A soccer play kicks the ball toward a goal that is 29m in front of him. The ball leaves his foot at a speed of 19m/s and at an angle of 32degrees above the ground. Find the speed of the ball when the goalie catches it in front of the net.
my work:
vxi=16.1
vxf=16.1
ax=0
LOL - trick question
energy is conserved
if the ball is caught at the same height as it left the foot, the speed is the same. 19 m/s
same horizontal component (of course)
same vertical component but down not up (conservation of energy)
To find the speed of the ball when the goalie catches it, we can use the equations of motion. We need to break down the initial velocity into its horizontal and vertical components.
First, let's find the initial velocity of the ball in the horizontal direction (vxi) using the given information. The angle of 32 degrees above the ground does not affect the horizontal velocity component.
vxi = 19 m/s * cos(32°) = 16.1 m/s
We can also find the initial velocity of the ball in the vertical direction (viy) using the given information.

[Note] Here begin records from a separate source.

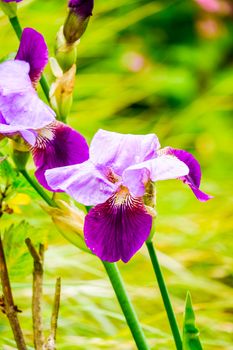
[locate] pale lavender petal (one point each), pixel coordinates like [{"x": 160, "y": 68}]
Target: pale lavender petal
[
  {"x": 84, "y": 182},
  {"x": 14, "y": 77},
  {"x": 33, "y": 50},
  {"x": 58, "y": 145},
  {"x": 29, "y": 136},
  {"x": 120, "y": 151},
  {"x": 164, "y": 167},
  {"x": 82, "y": 7},
  {"x": 20, "y": 105},
  {"x": 193, "y": 179},
  {"x": 116, "y": 231}
]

viy = 19 m/s * sin(32°) ≈ 10.14 m/s
Now, we need to consider the horizontal motion of the ball. Since there is no acceleration in the horizontal direction, the horizontal velocity remains constant throughout the motion.
vxf = vxi = 16.1 m/s
Next, let's look at the vertical motion of the ball. We can use the equation of motion in the vertical direction to find the time it takes for the ball to reach the goalie's position.
y = viyt - 0.5 * g * t^2
Where:
y is the vertical distance traveled by the ball (29 m)
viy is the initial vertical velocity (10.14 m/s)
g is the acceleration due to gravity (9.8 m/s^2)
t is the time taken (unknown)
Rearranging the equation and solving for t:
0.5 * g * t^2 - viyt + y = 0
0.5 * (9.8) * t^2 - (10.14) * t + 29 = 0
Now, we can solve this quadratic equation for t using the quadratic formula.